The fricatives /s/ and /f/ are usually voiceless but, in some instances, vary with their voiced counterparts. They occur word initially and intervocalically, but only loanwords possess the fricatives in word-final position. The /s/ is sometimes palatalized (realized as [ʃ]) before the high front vowel /i/.

===Tone and Stress===
Afitti is a tone language with stress. Tonal minimal pairs are attested for monosyllabic, bisyllabic, and trisyllabic words. In longer words, however, stress seems to play a more important role. The stressed syllable is marked by a combination of volume, duration and change in tone, rather than just tone alone. Afitti has only two phonemic tones with clear and strong downdrift, with no third tone or even downstep. The shortening of syllables ending in /r/ has led to many words that have an intervocalic flap following a schwa or a syllabic /r/. The schwa is omitted altogether by some speakers reducing the word by one syllable and possibly eliminating a tone. When this reduction occurs, one tone is assimilated to the neighboring tone, keeping the tonal pattern intact.

===Syllable Structure===
Afitti has both closed and open syllables. Syllables may be closed with a liquid, a nasal or a stop. Single-segment syllables may consist of a (syllabic) liquid, a (syllabic) nasal, or a vowel. Syllables include combinations of vowel and consonant but there are few consonant clusters.
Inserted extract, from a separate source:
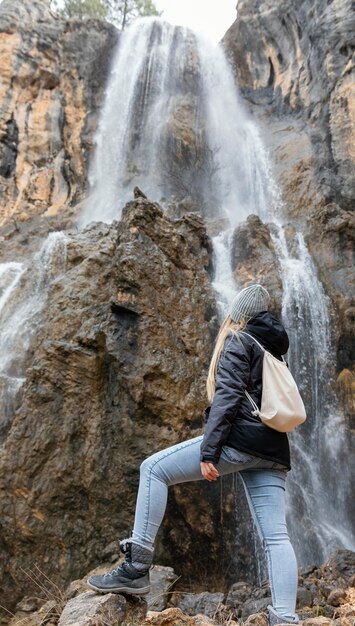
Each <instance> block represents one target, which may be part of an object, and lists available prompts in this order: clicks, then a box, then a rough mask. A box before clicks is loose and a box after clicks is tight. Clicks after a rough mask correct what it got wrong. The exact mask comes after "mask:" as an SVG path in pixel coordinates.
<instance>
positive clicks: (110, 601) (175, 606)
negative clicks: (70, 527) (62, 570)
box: [3, 550, 355, 626]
Nasals that precede consonants are always syllabic – there are no nasal-consonant sequences or prenasalized segments. Liquids that follow fricatives or consonants are preceded by a schwa for most speakers, but in many cases are realized (exceptionally) as consonant clusters. There are no tautosyllabic consonants that follow liquids or fricatives and nasals do not follow other consonants. Words usually contain one, two or three syllables, but verbs may contain as many as eight or more.

==Grammar==

===Morphology===
Afitti can tentatively be defined as an agglutinative SOV language with postpositions. Plural marking on adjectives and nouns take the form of a suffix. Plural marking in verbs is found for both objects and subjects. Plural forms of verbs without a verbal plural marker are translated as duals. Afitti has no definite or indefinite articles and gender marking also seems to be absent. All of these characteristics are common both geographically and within the Eastern Sudanic language. However, with the exception of Nyimang, the differentiation between dual and plural is particular to Afitti.

===Kinship Terms===
The Afitti kinship terms have specific possessive pronouns and in the case of 'father' and 'mother', there is a separate set of dual forms. This set is also found when speaking, plurally, of 'mothers and 'fathers'. Other kinship terms, namely 'son', 'sibling' and 'mother- in-law', also have a set of dual forms but lose this distinction when speaking, plurally, of 'sons', 'siblings' and 'mothers-in-law'. All other terms, including 'daughter', 'father- in-law', 'husband', 'wife' and '(paternal or maternal) uncle' do not or no longer distinguish dual from plural forms. The dual is mainly formed by way of morpheme or word order. More specifically, in the case of 'father' and 'mother,' the dual seems to be created by inversing the order of possessive pronoun and kinship term.

==Afitti and Meroitic==
The Afitti language may help scholars to better understand texts in Meroitic, a script whose sounds can be deciphered but whose meanings remain unclear. In the last few years, some linguists have come to the opinion that ancient Meroitic shares a history with a number of languages still spoken today. According to French archaeologist Claude Rilly, Meroitic belongs part of the Nilo-Saharan language group, and has particular affinities with that group's North Eastern Sudanic branch which comprises a handful of languages spoken in Chad, Eritrea, Ethiopia, and Sudan.